Hamden police officer guilty of assault, faces prison for shooting during 2019 traffic stop

A Hamden police officer was found guilty Thursday and faces 18 months in prison for firing 13 times on a car and injuring a woman passenger in what state prosecutors later concluded was an unjustified shooting.

Officer Devin Eaton pleaded no contest in Superior Court to a charge of first-degree assault for the April 2019 shooting in New Haven. Under his plea bargain agreement with state prosecutors, Eaton will be given a five-year sentence, suspended after 18 months, and three years of probation. He has the right to argue for leniency when he returns to court for sentencing on April 8.

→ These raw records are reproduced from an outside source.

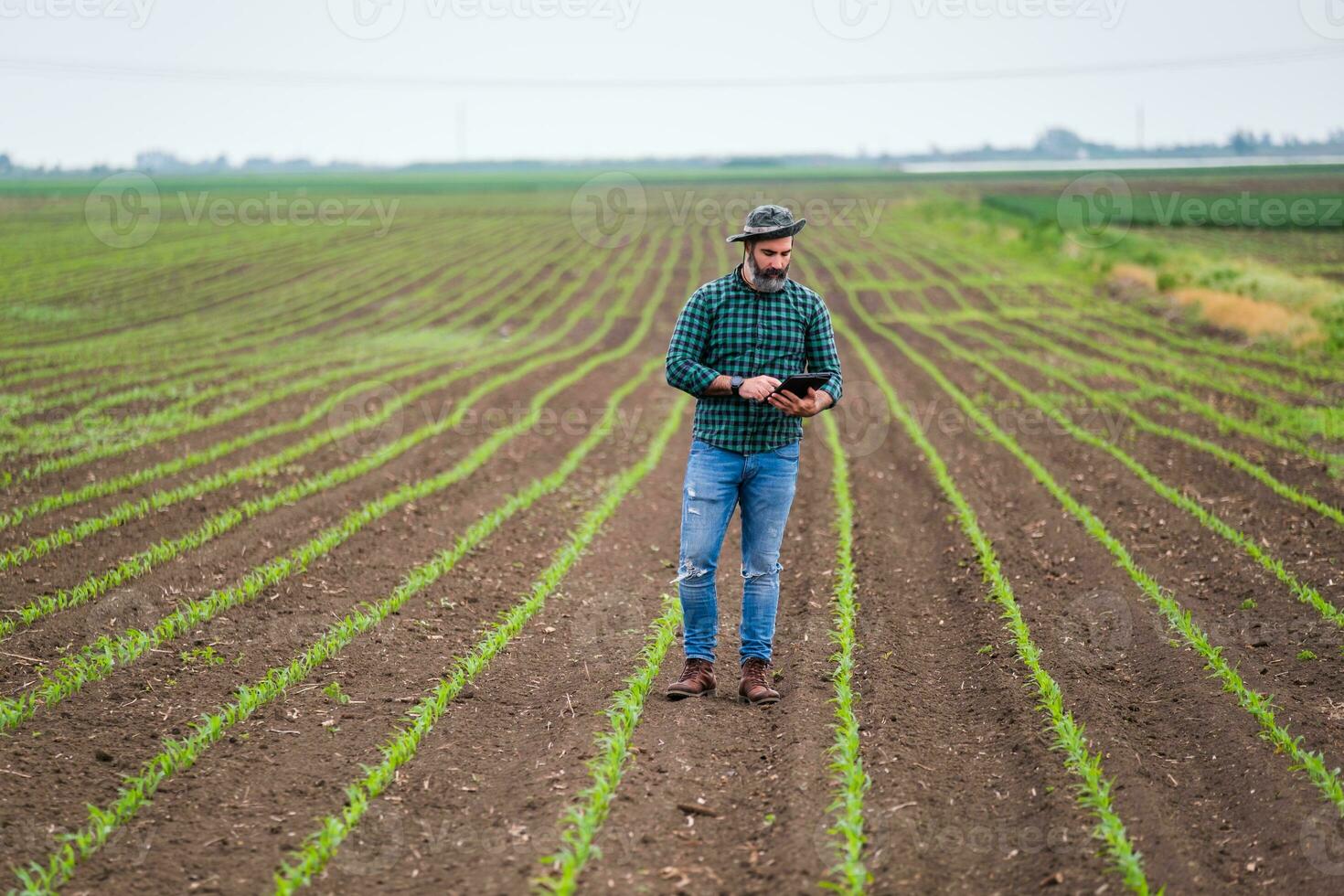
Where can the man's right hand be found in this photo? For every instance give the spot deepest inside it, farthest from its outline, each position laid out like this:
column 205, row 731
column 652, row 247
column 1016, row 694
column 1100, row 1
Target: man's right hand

With a no contest plea, Eaton, 32, neither accepts nor denies responsibility for the shooting, but agrees to accept sentencing . It has the same effect as a guilty plea, but cannot be used against him should be be sued civilly for the shooting.

The shooting took place during a traffic stop at about 4:30 a.m. on April 16, 2019 on Argyle Street near Dixwell Avenue in New Haven. Eaton and Yale Police Officer Terrance Pollock stopped a red Honda Civic following reports from dispatchers that the car was involved in an armed robbery, possibly with a gun, at a gas station in Hamden. The car was driven by Paul Witherspoon and Stephanie Washington was his passenger.

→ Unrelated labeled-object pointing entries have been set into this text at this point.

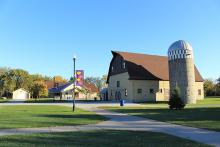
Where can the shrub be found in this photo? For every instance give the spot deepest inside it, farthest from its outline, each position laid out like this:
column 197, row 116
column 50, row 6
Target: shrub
column 175, row 101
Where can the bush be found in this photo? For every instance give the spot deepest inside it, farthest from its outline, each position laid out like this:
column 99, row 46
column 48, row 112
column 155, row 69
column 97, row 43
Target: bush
column 175, row 101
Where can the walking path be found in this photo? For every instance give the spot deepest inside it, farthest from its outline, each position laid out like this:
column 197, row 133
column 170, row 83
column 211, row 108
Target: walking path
column 119, row 121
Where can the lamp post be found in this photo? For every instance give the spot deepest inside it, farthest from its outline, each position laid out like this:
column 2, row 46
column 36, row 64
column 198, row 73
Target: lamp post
column 74, row 81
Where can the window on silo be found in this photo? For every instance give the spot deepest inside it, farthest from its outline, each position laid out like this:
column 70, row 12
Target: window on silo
column 118, row 83
column 126, row 92
column 199, row 92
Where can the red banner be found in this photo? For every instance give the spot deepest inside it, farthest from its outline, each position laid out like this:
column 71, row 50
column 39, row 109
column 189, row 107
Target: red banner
column 79, row 77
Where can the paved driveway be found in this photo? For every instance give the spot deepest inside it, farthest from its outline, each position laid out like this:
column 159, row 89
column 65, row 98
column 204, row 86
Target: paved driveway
column 119, row 121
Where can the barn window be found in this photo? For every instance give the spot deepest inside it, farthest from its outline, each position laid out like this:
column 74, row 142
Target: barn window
column 199, row 92
column 151, row 91
column 118, row 83
column 139, row 91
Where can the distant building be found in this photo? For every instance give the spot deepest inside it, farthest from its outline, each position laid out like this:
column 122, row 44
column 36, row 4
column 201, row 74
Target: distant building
column 21, row 94
column 87, row 91
column 104, row 94
column 141, row 78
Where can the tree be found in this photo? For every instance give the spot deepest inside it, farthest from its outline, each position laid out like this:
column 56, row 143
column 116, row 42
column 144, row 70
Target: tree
column 3, row 70
column 175, row 101
column 209, row 87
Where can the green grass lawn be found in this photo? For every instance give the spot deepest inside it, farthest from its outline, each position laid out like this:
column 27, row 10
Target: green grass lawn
column 98, row 139
column 205, row 116
column 46, row 100
column 3, row 100
column 43, row 116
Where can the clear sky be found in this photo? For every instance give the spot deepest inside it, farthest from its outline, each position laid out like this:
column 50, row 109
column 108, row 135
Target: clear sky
column 42, row 36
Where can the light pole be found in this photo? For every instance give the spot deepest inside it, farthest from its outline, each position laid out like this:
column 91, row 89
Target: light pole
column 74, row 81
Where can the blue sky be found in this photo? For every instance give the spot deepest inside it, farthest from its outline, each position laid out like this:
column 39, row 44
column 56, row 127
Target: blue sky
column 42, row 36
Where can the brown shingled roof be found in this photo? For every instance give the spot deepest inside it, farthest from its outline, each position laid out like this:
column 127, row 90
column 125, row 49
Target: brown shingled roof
column 156, row 66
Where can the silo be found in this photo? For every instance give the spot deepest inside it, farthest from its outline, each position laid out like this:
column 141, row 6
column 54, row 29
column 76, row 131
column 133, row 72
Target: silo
column 181, row 70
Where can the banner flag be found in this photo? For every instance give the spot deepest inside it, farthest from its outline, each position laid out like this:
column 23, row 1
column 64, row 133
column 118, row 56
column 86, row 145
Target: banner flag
column 79, row 77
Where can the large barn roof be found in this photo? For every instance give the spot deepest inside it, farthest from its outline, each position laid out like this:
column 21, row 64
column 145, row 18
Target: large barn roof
column 155, row 65
column 89, row 86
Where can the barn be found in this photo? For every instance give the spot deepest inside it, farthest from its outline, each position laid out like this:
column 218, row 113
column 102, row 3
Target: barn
column 21, row 94
column 141, row 78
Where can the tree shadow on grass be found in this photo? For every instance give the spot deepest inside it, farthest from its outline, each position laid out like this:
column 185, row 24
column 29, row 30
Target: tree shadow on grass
column 97, row 138
column 66, row 116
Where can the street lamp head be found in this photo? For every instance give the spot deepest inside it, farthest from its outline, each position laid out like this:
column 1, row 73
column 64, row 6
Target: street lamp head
column 74, row 57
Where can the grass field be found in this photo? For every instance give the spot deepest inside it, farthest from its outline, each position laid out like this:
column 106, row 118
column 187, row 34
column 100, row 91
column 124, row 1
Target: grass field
column 3, row 100
column 43, row 116
column 203, row 115
column 46, row 100
column 98, row 139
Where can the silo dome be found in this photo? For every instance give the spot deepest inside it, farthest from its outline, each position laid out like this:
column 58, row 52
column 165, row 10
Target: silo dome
column 180, row 50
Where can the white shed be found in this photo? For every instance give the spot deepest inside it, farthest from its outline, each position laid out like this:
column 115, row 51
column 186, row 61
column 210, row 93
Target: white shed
column 21, row 94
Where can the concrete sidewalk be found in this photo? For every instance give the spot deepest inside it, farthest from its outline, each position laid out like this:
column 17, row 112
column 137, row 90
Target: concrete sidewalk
column 128, row 122
column 119, row 121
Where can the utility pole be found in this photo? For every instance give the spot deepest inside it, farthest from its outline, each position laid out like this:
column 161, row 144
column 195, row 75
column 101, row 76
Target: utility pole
column 74, row 81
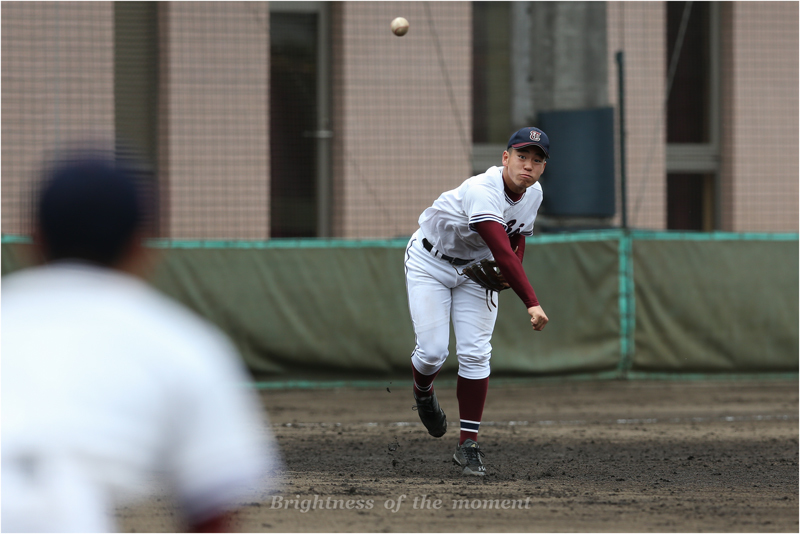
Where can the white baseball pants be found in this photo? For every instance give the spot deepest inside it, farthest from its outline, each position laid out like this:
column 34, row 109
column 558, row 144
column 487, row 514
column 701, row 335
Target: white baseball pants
column 437, row 292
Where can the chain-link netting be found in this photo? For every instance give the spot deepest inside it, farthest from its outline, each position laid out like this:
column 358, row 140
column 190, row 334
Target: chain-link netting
column 311, row 119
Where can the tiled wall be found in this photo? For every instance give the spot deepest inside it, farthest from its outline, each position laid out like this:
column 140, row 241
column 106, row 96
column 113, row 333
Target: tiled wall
column 57, row 92
column 760, row 116
column 215, row 126
column 402, row 118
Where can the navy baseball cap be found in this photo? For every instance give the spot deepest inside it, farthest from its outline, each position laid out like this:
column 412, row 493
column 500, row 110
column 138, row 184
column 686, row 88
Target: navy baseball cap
column 89, row 208
column 530, row 136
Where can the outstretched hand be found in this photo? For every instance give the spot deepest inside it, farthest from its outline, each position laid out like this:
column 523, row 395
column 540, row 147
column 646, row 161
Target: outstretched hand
column 538, row 318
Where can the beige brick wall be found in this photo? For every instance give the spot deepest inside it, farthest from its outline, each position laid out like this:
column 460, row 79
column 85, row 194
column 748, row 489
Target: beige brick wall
column 639, row 29
column 399, row 137
column 57, row 92
column 760, row 116
column 215, row 126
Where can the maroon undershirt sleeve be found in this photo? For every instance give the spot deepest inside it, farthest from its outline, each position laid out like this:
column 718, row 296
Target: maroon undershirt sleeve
column 510, row 264
column 518, row 245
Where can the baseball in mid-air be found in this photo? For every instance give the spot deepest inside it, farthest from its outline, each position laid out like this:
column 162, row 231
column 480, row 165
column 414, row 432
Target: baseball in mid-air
column 399, row 26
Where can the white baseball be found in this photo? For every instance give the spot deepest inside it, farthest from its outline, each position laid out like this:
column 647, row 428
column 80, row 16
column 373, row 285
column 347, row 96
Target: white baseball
column 399, row 26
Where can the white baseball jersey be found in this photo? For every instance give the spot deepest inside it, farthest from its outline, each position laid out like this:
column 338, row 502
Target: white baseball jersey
column 106, row 383
column 449, row 223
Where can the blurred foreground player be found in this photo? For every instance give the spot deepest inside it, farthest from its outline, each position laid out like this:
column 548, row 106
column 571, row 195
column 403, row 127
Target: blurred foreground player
column 107, row 384
column 487, row 217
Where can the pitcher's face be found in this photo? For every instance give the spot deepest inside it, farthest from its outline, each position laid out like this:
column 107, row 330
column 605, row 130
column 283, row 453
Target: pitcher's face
column 523, row 167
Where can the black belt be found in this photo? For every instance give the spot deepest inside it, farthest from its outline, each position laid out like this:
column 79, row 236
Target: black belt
column 445, row 257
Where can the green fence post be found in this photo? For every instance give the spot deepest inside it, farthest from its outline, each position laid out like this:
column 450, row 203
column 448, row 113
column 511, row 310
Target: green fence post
column 626, row 304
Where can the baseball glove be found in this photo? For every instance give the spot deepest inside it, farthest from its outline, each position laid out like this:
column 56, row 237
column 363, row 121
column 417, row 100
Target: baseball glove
column 486, row 274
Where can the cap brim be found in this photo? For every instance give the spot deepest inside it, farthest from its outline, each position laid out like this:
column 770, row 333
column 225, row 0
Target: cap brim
column 523, row 145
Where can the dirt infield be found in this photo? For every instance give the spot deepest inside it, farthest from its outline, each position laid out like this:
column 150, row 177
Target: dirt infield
column 570, row 457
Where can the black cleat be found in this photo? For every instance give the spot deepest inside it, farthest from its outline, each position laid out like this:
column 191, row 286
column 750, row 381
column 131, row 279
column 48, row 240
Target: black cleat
column 468, row 455
column 431, row 415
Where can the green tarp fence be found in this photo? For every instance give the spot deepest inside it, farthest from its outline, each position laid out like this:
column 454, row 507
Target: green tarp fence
column 621, row 304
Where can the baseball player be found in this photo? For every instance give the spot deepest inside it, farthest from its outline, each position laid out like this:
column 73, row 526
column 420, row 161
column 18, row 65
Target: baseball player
column 107, row 383
column 486, row 218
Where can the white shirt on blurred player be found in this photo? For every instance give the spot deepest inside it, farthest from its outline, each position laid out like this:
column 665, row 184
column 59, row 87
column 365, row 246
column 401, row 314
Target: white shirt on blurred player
column 105, row 383
column 448, row 223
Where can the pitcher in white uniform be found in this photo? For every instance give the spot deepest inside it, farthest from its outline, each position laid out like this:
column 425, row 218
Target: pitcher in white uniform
column 486, row 217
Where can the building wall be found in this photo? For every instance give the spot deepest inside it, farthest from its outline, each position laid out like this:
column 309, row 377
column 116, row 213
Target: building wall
column 402, row 118
column 760, row 116
column 215, row 122
column 57, row 92
column 639, row 29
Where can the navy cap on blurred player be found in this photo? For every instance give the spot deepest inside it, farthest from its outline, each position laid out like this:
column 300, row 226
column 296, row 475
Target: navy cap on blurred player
column 530, row 136
column 90, row 208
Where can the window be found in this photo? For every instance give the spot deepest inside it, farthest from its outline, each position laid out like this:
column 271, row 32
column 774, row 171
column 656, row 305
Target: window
column 692, row 116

Eaton was charged after a lengthy, use of force investigation by the New Haven State’s Attorney and the Connecticut State Police. The investigation report cleared Pollack of “any criminal wrongdoing.” It concluded that Pollock fired three times at the red Honda, but didn’t hit anything, The report also said that Pollock suffered a minor graze wound form one of Eaton’s shots and that Eaton also hit Pollock’s police car.

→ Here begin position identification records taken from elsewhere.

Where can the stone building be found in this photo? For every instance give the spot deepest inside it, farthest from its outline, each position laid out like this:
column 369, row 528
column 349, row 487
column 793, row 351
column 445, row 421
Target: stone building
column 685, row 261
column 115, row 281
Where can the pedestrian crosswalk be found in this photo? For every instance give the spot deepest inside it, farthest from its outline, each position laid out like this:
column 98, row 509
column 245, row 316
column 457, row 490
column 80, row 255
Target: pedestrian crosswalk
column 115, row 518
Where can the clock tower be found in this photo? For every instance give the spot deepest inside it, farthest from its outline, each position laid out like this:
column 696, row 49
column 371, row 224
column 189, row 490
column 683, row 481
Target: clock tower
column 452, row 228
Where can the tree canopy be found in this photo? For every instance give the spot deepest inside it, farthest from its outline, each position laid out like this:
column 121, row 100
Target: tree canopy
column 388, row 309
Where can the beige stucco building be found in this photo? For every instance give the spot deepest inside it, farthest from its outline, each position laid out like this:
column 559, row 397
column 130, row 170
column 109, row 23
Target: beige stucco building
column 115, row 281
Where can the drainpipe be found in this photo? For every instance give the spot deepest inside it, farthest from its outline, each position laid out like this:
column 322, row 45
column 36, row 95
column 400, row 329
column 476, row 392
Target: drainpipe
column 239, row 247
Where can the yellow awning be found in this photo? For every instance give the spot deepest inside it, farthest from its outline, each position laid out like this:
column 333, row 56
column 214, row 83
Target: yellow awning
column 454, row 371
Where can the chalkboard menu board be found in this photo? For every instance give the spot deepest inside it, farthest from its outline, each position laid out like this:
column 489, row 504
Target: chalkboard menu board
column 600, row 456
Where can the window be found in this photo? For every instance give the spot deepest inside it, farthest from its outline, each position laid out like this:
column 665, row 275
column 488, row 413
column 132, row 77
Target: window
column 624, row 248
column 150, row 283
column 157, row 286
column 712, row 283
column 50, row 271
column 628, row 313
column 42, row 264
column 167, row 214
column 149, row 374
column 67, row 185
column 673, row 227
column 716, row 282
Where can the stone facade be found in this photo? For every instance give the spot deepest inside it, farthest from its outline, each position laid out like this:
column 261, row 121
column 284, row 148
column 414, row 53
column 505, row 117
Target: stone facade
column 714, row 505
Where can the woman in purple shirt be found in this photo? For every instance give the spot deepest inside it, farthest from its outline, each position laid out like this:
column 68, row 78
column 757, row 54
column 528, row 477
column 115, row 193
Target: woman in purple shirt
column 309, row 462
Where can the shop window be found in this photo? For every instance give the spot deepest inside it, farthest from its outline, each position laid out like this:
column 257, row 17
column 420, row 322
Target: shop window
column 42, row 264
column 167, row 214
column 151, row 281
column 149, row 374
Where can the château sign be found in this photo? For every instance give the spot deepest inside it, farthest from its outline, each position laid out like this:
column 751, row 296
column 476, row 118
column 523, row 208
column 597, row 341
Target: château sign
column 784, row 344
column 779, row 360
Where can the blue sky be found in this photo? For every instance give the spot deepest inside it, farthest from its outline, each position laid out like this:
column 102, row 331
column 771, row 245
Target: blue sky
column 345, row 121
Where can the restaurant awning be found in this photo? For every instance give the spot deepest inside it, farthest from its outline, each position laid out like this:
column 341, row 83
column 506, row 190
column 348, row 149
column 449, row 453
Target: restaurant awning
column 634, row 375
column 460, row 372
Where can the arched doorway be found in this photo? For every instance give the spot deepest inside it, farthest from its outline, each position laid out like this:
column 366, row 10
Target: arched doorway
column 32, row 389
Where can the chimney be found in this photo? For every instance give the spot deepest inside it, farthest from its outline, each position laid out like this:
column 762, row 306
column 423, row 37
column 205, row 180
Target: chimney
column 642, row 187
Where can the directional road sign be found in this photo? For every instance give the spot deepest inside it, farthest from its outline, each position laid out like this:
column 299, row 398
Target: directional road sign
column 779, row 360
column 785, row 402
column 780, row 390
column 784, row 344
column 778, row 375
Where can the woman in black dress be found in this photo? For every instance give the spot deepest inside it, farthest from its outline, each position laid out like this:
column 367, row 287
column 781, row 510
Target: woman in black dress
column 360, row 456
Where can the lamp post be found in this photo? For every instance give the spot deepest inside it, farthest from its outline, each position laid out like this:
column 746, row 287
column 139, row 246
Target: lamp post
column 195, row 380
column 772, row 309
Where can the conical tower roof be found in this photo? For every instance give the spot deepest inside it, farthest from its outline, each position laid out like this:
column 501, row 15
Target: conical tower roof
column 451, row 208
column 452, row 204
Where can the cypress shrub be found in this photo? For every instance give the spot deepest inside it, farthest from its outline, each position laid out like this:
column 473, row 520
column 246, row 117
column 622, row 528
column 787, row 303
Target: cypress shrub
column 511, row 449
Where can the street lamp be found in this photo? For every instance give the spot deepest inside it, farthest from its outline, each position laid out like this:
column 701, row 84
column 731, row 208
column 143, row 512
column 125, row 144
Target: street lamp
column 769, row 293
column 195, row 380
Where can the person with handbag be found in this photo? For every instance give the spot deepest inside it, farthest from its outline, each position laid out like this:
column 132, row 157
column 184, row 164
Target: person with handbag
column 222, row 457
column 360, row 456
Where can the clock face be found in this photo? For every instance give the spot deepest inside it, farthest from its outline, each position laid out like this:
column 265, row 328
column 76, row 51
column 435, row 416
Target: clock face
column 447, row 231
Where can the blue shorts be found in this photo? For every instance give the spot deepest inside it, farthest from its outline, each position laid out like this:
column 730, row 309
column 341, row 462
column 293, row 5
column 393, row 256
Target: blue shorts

The shooting appeared to have started based on the mistaken belief that Witherspoon “displayed a firearm” while following the commands of the officers to get out of his car during the traffic stop.

“It was subsequently determined that, at the time of the shooting, neither Witherspoon nor Washington were in possession of a firearm,” the report said. “Stephanie Washington was struck by gunfire as a result of Eaton’s actions and was treated at Yale New Haven Hospital for serious but non-life threatening injuries. Witherspoon did not sustain any injuries.”

The report said Eaton began firing after Witherspoon got out of the car with his hands up. Several shots were directed seconds later at the passenger side of the car, where Washington was sitting.

Washington told investigators that she thought she was going to die.

“I was trying to take cover from the gunshots, so I was leaning in between the driver and passenger seats, towards the back seat,” she said, according to the report. “It was like being in a nightmare. I thought I was going to die. As the gunfire was going on, I started to feel a tingling, burning pain and numbness in my legs, looked down and saw blood and glass, and I remember thinking that I was shot.”

Hamden tried to fire Eaton from the force following the shooting, but was prevented from doing so after the police union obtained a court order blocking the dismissal until after the conclusion of the criminal case. Hamden officials did not respond to repeated calls to the Police Department and mayor’s office for information about his employment status.

Under his plea agreement, Eaton promises to never again attempt to become a police officer.

“As a binding part of his plea agreement with the State, Eaton has agreed that he will not now, nor ever in his lifetime, seek or accept employment or reemployment as a sworn law enforcement officer in the State of Connecticut, or any other state or territory of the United States,” state prosecutors said.